Viajar es una profanación constante. Hacemos fotos y profanamos los lugares, turisteamos y profanamos el peregrinaje. No lo decimos nosotros, lo cuenta Ana Cristina Franco, luego de su paso por Taipéi.
Mientras intento ver por la ventana del avión, pienso que cada persona, antes de morir, traza un mapa invisible con sus pasos. Recuerdo un pasaje de La historia interminable, libro que leemos cada noche a mi hijo. Fantasía es un lugar en el que la geografía depende del estado de ánimo de las personas. Si estás triste, llegas a desiertos sombríos; si estás feliz, llegas a selvas soleadas. ¿Por qué llegamos a los lugares que llegamos? Estoy viajando a Taiwán, por trabajo. Nunca he volado tan lejos. Me alucina ver el mapa en 3D y sentir que el planeta es enorme, y a la vez, pequeño, posible, recorrible.
Siempre intento encontrar un sentido profundo a mis viajes, por mínimos que sean. Trato de encontrar algún rostro, algún paisaje o, mejor aún, alguna experiencia, que haga clic con mi historia personal. Me es difícil esta vez. El tiempo me come, empezando porque viajo literalmente al futuro. De la conferencia al hotel, del hotel a la conferencia, con celular en mano para hacerle fotos a todo. Esa manía.
El autor que leo en ese momento, Byung-Chul Han, habla de “la sociedad del cansancio”, y es muy acorde a las imágenes que veo. En el aeropuerto veo cuerpos cansados. Cruzando la calle, cuerpos cansados. En el gimnasio, cuerpos cansados. Yo misma soy un cuerpo cansado que toma selfis. La pulsión de hacerle una foto a cada cosa, como para “vivir” de manera enlatada a través del celular. ¿Para qué viajar? ¿Para acumular en el drive fotografías y videos que se perderán en la nube? ¿Para hacer historias en Instagram?
Me acerco a Taipéi no por una imagen ni un sonido, sino por un olor. O varios. Sé que estoy en un país diferente, muy diferente al mío, no por ningún robot ni por un rascacielos, sino por un olor que me resulta exótico y algo misterioso. Es una mezcla de tofu, huevo, durazno, sudor, incienso. Supongo que si un asiático caminara por el malecón de Guayaquil o el centro de Quito también podría escribir un ensayo sobre la gama de aromas. Es ese olor. Pero no solo es un olor. Hay algo más.
Ese olor me lleva a un lugar milenario, siento haber pasado ya por esas calles, siento haber sido parte, de alguna manera, de estas tierras ajenas. Qué antigua es la humanidad. Me gusta la idea de acercarme a una ciudad ajena por algo invisible, algo que no se puede llevar como un souvenir. Los viajes son un espejo. La tierra es un espejo.

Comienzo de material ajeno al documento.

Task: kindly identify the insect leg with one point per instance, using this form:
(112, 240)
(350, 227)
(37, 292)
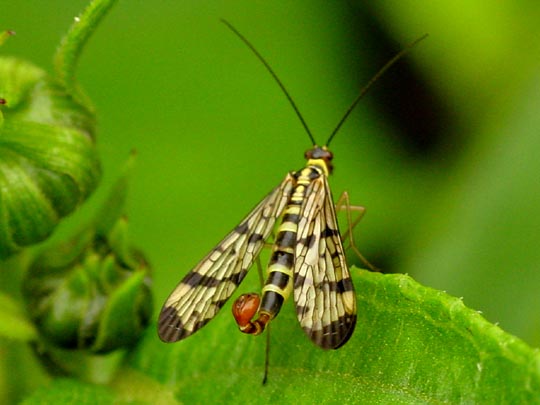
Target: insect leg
(343, 204)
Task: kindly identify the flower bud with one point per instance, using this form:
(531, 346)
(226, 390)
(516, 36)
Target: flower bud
(48, 159)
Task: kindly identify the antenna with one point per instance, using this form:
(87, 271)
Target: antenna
(362, 93)
(376, 77)
(267, 66)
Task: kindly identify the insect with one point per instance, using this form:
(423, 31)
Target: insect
(307, 256)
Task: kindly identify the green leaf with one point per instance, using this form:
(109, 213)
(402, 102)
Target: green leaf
(13, 321)
(66, 391)
(412, 344)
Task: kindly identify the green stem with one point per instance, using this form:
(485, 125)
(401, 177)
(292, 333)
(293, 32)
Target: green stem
(71, 46)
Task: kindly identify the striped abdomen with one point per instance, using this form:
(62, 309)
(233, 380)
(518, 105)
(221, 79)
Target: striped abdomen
(279, 283)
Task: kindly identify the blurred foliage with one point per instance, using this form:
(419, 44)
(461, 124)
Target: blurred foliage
(442, 151)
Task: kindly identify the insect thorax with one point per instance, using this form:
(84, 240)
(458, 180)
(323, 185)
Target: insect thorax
(320, 157)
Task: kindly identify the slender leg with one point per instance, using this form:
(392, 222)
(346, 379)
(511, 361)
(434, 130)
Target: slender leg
(343, 204)
(267, 350)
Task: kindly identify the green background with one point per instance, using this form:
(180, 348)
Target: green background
(214, 134)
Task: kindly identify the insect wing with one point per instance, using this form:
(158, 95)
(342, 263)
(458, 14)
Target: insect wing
(206, 288)
(323, 290)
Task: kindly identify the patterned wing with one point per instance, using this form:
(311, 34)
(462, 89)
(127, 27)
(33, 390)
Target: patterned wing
(323, 290)
(206, 288)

Cuando acabamos la conferencia mi compañera de jornada y yo decidimos ir a un pueblito, donde dicen, hay un templo milenario. Agarramos mal el bus. Nos hacemos tarde. Nadie nos entiende porque nadie habla inglés… Y nosotros tampoco. Cuando al fin damos con el autobús correcto, decido leer durante las horas de viaje. Byung-Chul Han habla de la profanación. Profanar es desritualizar.

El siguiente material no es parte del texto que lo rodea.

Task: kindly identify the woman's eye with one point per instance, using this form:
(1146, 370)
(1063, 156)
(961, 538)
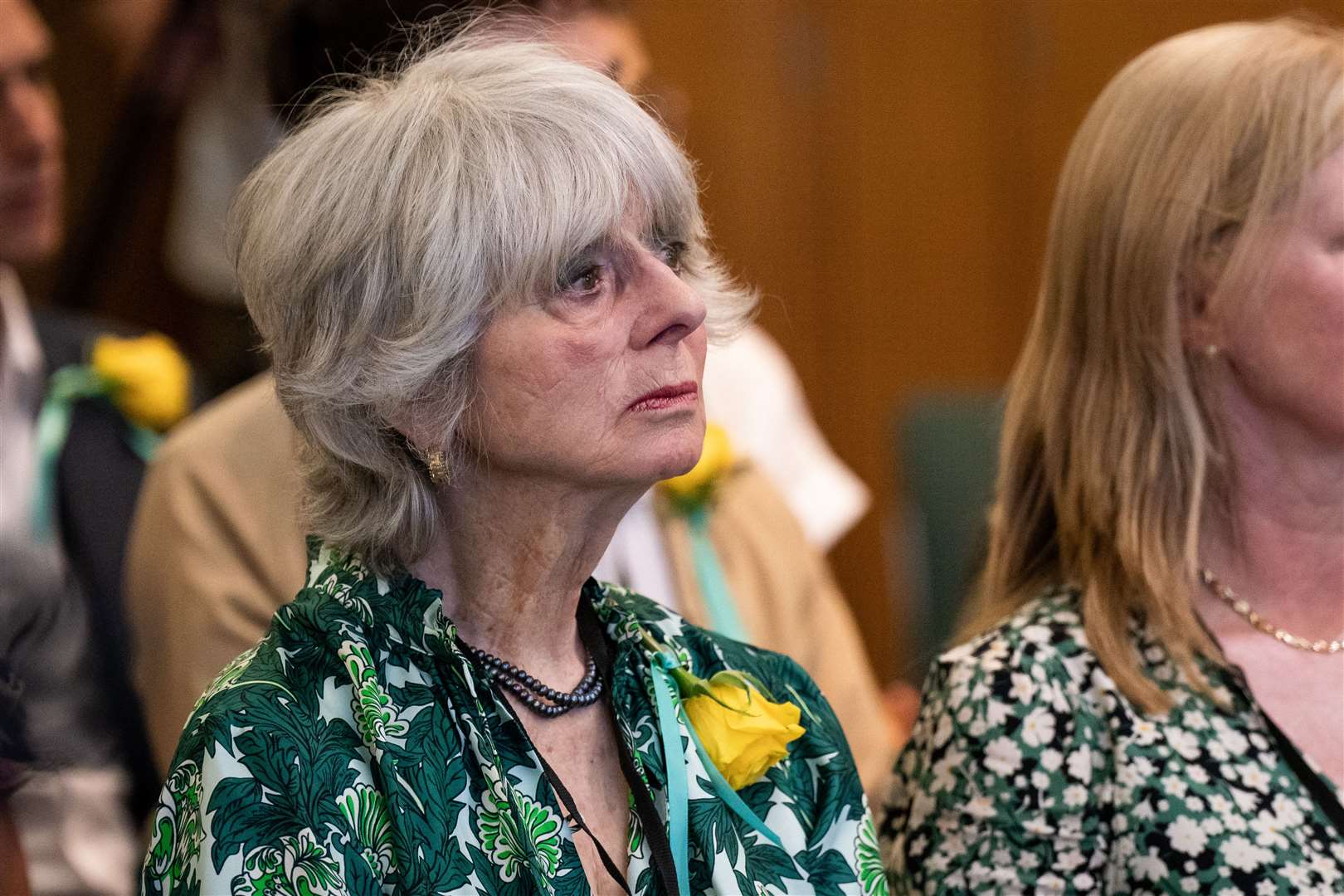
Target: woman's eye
(672, 254)
(581, 280)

La pornografía profana el amor, así como el turismo profana el peregrinaje. Cuando el bus llega al fin bajamos a un pequeño poblado cerca del mar. Cae la tarde y caminamos sin rumbo. Sin quererlo, encontramos un templo, no es el templo al que queríamos llegar, pero es un templo, no sé cuál. La gente se inclina tres veces ante el altar. Huele a incienso, a paz, pero más que la arquitectura me llama la atención el silencio. No quiero tomar una sola fotografía. Me limito a observar mientras recuerdo esta frase de Kafka: “Fotografiamos cosas para ahuyentarlas del espíritu. Mis historias son una forma de cerrar los ojos”.